Last December the National Consumer Agency released news of a conviction they had secured against a Galway trader for the sale of a clocked car.
At the time the NCA sought and was granted an adjournment to enable the defendant Mr. Tabachuk to repay €4,000 to the consumer which has since been done.
In a sitting of Galway Distric Court yesterday Judge Mary Fahy described the act of clocking as 'a serious offense which merited a large fine'. Mr. Tabachuk was fined €1,200 (the maximum allowable at district court level) and ordered that the €4,000 originally paid for the car be returned to the buyer.
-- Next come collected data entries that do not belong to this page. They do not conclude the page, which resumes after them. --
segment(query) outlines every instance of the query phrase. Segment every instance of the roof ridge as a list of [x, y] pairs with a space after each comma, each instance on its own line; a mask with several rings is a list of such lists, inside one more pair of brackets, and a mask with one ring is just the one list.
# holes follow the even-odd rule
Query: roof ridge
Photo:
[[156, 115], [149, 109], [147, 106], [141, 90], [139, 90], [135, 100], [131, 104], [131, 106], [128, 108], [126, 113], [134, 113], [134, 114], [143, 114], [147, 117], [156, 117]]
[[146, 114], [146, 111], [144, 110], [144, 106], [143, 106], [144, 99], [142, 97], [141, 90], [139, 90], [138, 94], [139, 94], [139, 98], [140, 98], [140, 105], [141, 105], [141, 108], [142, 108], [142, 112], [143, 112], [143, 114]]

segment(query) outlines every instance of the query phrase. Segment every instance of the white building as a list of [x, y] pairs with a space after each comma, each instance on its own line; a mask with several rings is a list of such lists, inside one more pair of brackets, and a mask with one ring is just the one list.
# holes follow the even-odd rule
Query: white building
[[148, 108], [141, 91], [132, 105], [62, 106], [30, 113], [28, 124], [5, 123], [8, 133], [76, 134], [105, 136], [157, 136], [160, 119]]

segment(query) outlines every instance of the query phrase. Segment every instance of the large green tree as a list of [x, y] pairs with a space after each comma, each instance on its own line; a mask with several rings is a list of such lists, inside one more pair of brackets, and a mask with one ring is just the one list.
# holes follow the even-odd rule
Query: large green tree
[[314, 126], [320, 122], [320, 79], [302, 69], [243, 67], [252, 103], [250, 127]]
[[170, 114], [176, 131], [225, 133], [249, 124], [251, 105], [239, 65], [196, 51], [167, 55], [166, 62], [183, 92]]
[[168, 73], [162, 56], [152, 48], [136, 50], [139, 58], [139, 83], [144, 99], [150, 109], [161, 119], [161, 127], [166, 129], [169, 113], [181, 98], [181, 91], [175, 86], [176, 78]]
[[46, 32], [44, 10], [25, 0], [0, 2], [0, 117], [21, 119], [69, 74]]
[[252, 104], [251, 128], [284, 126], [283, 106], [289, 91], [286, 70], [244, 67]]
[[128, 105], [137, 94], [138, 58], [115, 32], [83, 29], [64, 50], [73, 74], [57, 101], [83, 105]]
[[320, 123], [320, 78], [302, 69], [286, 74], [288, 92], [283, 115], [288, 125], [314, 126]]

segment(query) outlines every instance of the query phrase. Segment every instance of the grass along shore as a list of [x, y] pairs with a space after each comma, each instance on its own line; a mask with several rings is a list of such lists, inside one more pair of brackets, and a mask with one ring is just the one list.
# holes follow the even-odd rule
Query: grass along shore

Commenting on today’s proceedings the Chief Executive of the National Consumer Agency, Ann Fitzgerald said, “The NCA takes the practice of clocking and the sale of clocked cars very seriously as it deceives consumers and can cause serious financial loss to them. The granting of the compensation order is very significant as it requires Mr Tabachuk to return the money paid by the consumer when they purchased the vehicle. This sends the message to traders that misleading practices such as this will be robustly dealt with by the Agency.
Originally there were two charges brought against the accused but state solicitor Willie Kennedy who prosecuted the case said the State was only proceeding on one of the summons yesterday.
The official press release from the NCA states that;
As previously highlighted by Motorcheck on the RTE News, car clocking remains a serious problem for Irish and UK car buyers. Our Irish National Mileage Register now has over 4.6 million car readings and continues to help Irish consumers identify a clocked car before going through with a purchase but there's no doubt that tougher legislation will also help to stamp out the practice.